Distribution Network Anomaly Detection Based on Graph Contrastive Learning

Abstract

As smart grid development advances, anomaly detection and verification of distribution network topology have become crucial for ensuring reliable power supply. Existing methodologies face two primary challenges: they often overlook the contextual relationships among multiple device measurements, leading to increased false positive rates, and they rely heavily on numerous task-specific labels, limiting their applicability in real-world few-shot scenarios. To address these challenges, this paper presents DNT-GCL, a novel few-shot anomaly detection technique based on graph contrastive learning. DNT-GCL utilizes a heterogeneous graph to construct a comprehensive grid topology that integrates feeder topology data with multi-source measurement data, effectively capturing detailed attribute information of physical quantities within the network.
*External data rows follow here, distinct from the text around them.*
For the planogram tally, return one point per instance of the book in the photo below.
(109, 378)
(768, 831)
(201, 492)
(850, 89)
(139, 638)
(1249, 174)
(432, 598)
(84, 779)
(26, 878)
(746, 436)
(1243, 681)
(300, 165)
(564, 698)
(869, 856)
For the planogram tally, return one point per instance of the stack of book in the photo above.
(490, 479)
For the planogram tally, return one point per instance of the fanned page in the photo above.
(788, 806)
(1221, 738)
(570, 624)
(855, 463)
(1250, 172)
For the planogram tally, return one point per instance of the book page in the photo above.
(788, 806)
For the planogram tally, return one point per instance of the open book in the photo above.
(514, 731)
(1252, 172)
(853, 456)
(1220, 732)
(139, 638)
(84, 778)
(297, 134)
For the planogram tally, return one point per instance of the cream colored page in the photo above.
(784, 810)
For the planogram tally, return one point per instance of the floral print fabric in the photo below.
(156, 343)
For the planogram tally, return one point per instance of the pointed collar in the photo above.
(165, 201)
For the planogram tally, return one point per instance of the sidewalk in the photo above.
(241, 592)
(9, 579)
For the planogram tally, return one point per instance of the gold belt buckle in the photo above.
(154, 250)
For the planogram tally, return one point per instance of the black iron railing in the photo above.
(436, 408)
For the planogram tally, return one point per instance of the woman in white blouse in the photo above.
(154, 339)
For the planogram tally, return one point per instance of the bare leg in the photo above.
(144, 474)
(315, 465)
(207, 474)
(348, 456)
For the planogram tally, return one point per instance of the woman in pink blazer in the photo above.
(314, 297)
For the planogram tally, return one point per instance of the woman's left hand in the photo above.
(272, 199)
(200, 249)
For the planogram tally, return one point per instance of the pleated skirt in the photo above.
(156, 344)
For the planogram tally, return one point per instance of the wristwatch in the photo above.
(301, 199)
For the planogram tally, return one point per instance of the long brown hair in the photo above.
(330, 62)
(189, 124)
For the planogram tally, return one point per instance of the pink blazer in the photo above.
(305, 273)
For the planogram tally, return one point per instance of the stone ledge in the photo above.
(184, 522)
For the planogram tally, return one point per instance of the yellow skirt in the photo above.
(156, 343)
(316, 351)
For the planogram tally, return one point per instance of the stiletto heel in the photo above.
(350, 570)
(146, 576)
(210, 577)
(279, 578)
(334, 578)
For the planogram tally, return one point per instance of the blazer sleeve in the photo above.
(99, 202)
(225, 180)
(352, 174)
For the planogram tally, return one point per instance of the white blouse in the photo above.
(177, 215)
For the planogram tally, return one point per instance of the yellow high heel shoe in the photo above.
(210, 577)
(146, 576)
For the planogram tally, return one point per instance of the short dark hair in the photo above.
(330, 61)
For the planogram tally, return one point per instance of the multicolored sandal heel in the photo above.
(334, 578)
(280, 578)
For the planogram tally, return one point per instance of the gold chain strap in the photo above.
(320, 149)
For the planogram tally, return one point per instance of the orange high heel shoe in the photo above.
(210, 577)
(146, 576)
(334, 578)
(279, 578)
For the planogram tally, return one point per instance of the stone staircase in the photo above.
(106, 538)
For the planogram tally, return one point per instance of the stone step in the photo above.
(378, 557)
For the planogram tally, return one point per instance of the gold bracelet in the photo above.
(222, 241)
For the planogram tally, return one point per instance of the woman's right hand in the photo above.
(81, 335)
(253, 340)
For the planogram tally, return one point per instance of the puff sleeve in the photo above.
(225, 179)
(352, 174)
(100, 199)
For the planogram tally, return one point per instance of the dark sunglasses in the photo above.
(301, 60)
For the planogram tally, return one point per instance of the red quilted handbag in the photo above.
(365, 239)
Additionally, DNT-GCL implements two adversarial data augmentation strategies to generate diverse positive and negative instance pairs, thereby enhancing the model’s robustness against confusion and adversarial attacks. Finally, a Graph Convolutional Network (GCN) is employed as a contrastive learning discriminator to extract higher-order semantic information in a self-supervised manner. Experimental results indicate that DNT-GCL achieves an accuracy improvement of at least 8.75% over baseline methods and demonstrates remarkable performance in few-shot scenarios.